As chemistry education shifts to better support hands-on research and industry needs, students and early-career scientists now encounter building blocks like 5-Bromo-2,3-Dimethylindole not just as catalog numbers but as practical solutions to real-world problems. Clear documentation, robust physical properties, and easy-to-track analytical signatures reduce the overhead required for training or onboarding new staff.
While safety must always be a core concern, this compound doesn't bring unusual hazards to the bench. Like all brominated aromatics, it requires routine precautions—avoid inhalation, minimize skin contact, and always use appropriate ventilation. Compared to some more reactive or sensitive intermediates, the everyday risks for careful chemists remain well within the standards of modern research environments. This means academic labs, small biotech startups, and established R&D facilities all gain a degree of flexibility, able to assign new researchers or students to synthetic projects that include this reagent without excessive safety downgrades or infrastructure changes.
Reflecting on extensive experience in both drug discovery and exploratory synthesis, I've seen again and again that quality, reliability, and versatility matter most in research chemistry. 5-Bromo-2,3-Dimethylindole combines the best of these qualities, serving as a workhorse for modern laboratories looking to explore new SAR spaces, speed up candidate optimization, or push materials science into new realms.
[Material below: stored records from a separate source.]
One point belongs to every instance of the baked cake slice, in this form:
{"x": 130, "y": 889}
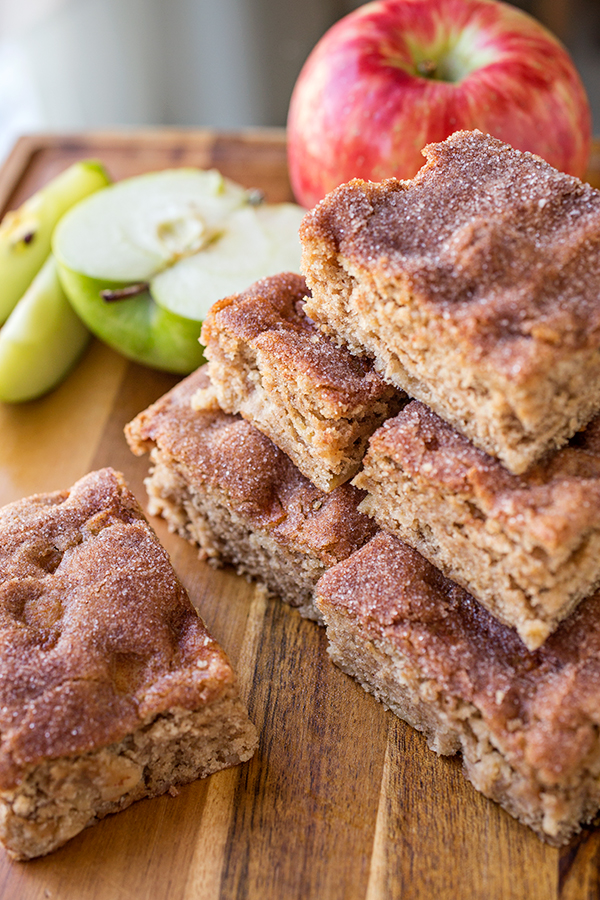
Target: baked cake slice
{"x": 475, "y": 288}
{"x": 111, "y": 688}
{"x": 316, "y": 401}
{"x": 527, "y": 723}
{"x": 526, "y": 546}
{"x": 223, "y": 485}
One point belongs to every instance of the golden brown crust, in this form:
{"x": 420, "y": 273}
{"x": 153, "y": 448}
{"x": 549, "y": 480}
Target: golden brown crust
{"x": 540, "y": 707}
{"x": 269, "y": 317}
{"x": 97, "y": 635}
{"x": 226, "y": 452}
{"x": 497, "y": 242}
{"x": 555, "y": 501}
{"x": 473, "y": 287}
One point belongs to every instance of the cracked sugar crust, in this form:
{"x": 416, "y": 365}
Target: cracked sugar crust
{"x": 92, "y": 617}
{"x": 220, "y": 454}
{"x": 527, "y": 546}
{"x": 314, "y": 400}
{"x": 527, "y": 723}
{"x": 474, "y": 286}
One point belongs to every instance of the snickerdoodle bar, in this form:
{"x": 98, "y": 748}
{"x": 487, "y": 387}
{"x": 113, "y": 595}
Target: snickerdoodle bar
{"x": 475, "y": 288}
{"x": 316, "y": 401}
{"x": 223, "y": 485}
{"x": 111, "y": 688}
{"x": 527, "y": 546}
{"x": 527, "y": 723}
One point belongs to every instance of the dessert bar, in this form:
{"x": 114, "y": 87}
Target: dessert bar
{"x": 111, "y": 688}
{"x": 474, "y": 287}
{"x": 526, "y": 546}
{"x": 316, "y": 401}
{"x": 223, "y": 485}
{"x": 526, "y": 723}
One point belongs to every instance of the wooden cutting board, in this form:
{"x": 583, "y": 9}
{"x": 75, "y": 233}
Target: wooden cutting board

With a solid record of batch-to-batch consistency, manageable physical storage, and real flexibility in synthetic design, it proves again and again that minor tweaks to an old favorite can have a major impact on the speed and scope of innovation.
Next time a project calls for rapid exploration of new chemical space, ease of use, and compatibility with both manual and automated workflows, 5-Bromo-2,3-Dimethylindole should be on the short list. The science moves forward not just through revolutionary new discoveries, but through the steady, reliable progress made possible by dependable building blocks like this one.